Technically, the project is grounded in sustainable and circular design principles. Reclaimed steel, rammed earth panels, timber, and reused containers were carefully chosen for their low embodied carbon, decomposability, and capacity for disassembly. The structural strategy combines prefabricated and site-adapted elements to reduce waste and allow for long-term flexibility.
Material lifecycle mapping, climate projections, and biodiversity planning support a holistic environmental response. Native and migratory species are accommodated through integrated planting strategies, contributing to ecological richness and habitat resilience.
Throughout my architectural education, I’ve developed an interest in how design can operate between reality and imagination—responding to urgent conditions while proposing alternative futures.
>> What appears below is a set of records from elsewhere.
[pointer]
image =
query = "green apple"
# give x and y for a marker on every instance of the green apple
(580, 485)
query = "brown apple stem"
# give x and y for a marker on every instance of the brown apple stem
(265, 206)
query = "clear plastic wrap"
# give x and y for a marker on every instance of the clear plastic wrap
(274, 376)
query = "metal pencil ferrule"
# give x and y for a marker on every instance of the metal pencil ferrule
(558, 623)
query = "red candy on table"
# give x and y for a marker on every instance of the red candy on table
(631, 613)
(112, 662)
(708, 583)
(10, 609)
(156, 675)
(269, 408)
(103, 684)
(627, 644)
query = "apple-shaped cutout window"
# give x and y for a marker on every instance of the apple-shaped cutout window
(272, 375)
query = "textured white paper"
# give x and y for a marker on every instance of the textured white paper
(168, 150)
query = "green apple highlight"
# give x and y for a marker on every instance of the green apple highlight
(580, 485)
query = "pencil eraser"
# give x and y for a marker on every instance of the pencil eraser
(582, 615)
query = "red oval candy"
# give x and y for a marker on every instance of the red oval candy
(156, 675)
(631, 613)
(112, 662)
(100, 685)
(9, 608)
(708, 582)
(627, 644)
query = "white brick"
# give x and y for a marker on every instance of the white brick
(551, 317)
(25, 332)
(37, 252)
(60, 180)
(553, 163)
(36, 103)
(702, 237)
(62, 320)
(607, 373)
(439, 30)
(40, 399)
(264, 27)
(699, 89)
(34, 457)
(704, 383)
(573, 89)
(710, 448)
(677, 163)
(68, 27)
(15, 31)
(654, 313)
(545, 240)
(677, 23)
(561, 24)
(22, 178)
My previous work has explored issues of material legacy, cultural continuity, and adaptive reuse in post-industrial contexts.
These investigations have shaped a practice that is both technically informed and deeply values-driven. I believe architecture must challenge linear thinking and instead embrace cycles of reuse, decay, and renewal.
Looking ahead, I am committed to pursuing work that bridges climate adaptation and narrative-driven design—projects that experiment with how we might live otherwise, and that position architecture not as a fixed solution, but as an evolving part of larger ecological systems.